Native Americans in the Civil War

"We boldly claim that we have done our duty, to the full extent of our power, as the friends and allies of the Federal Government. More than three fourths of the able bodied men of the loyal Cherokee, fought in the Federal army, which is a vastly larger proportion of men than any state in the Union has furnished for the war. We fought to the end of the war, and when the last rebel was whipped, we were honorably mustered out of the service.

The graves of eight hundred Cherokee warriors, fallen by our side in your service, testify that we have done our duty.
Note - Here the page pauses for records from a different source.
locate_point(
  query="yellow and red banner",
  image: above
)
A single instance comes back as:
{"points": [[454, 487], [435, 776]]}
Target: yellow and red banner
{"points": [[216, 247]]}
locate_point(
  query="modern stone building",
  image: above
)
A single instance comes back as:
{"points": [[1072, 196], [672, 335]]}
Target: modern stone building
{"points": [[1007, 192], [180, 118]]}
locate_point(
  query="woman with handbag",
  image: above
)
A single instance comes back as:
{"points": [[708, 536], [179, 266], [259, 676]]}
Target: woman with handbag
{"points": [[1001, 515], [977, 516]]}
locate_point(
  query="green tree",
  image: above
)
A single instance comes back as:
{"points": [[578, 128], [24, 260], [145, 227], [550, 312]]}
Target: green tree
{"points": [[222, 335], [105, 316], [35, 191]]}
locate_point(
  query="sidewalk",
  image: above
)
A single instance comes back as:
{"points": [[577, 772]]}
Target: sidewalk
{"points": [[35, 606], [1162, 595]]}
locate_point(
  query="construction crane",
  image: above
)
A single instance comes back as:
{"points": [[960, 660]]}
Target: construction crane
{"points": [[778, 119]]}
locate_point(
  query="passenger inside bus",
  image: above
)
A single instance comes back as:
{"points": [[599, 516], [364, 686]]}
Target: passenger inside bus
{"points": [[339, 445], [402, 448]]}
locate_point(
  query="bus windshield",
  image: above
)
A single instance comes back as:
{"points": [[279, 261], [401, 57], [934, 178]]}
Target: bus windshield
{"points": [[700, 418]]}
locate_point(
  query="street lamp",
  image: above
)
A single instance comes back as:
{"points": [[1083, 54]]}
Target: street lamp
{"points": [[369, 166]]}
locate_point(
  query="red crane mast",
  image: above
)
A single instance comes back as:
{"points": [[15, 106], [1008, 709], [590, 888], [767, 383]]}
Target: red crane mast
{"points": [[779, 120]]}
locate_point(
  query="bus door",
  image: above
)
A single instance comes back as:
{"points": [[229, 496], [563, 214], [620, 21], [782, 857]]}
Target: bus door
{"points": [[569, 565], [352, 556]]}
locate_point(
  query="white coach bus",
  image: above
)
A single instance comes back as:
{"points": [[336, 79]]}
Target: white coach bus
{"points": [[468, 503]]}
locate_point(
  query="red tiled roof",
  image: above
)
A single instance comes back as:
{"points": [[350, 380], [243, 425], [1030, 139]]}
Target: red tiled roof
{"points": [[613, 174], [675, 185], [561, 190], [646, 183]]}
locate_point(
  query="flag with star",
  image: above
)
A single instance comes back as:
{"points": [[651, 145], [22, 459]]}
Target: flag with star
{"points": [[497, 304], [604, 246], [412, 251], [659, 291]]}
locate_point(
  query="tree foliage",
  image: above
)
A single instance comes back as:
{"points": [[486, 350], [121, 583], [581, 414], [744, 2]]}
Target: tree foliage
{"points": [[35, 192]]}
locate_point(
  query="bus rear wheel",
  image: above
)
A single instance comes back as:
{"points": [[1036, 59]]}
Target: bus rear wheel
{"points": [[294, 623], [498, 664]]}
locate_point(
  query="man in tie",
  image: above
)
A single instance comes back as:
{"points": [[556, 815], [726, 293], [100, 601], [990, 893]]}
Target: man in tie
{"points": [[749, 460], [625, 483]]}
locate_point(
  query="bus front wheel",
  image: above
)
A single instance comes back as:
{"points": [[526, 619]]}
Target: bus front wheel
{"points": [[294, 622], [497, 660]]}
Now, having done our whole duty to the Government, all we ask is that the Government do its duty to us -- that it fulfill its treaty obligations to us -- that it fulfill its solemn, reiterated pledges.

We ask no gifts, no charities, but simply our rights for which we have fought and bled in your armies, and for which so many of our noblest men have died. We make our earnest appeal to the President of the United States and to Congress. We entreat you to regard sacredly your past treaties with us, and to enact no law that shall sweep out of existence those most sacred rights which you have guaranteed to us forever."

The 1866 Cherokee Delegation: Smith Christie, James McDaniel, Thomas Pegg, White Catcher, Daniel Ross, John B. Jones, Samuel Benge

Native Americans were often overlooked in both armies. Perhaps because of the smaller numbers of them that served in the war effort. About 12,000 American Indians served in the army of the Confederacy and around 6,000 served in the Union army. Most of the Indians who served were members of the Five Civilized Tribes living outside of the Indian Territory.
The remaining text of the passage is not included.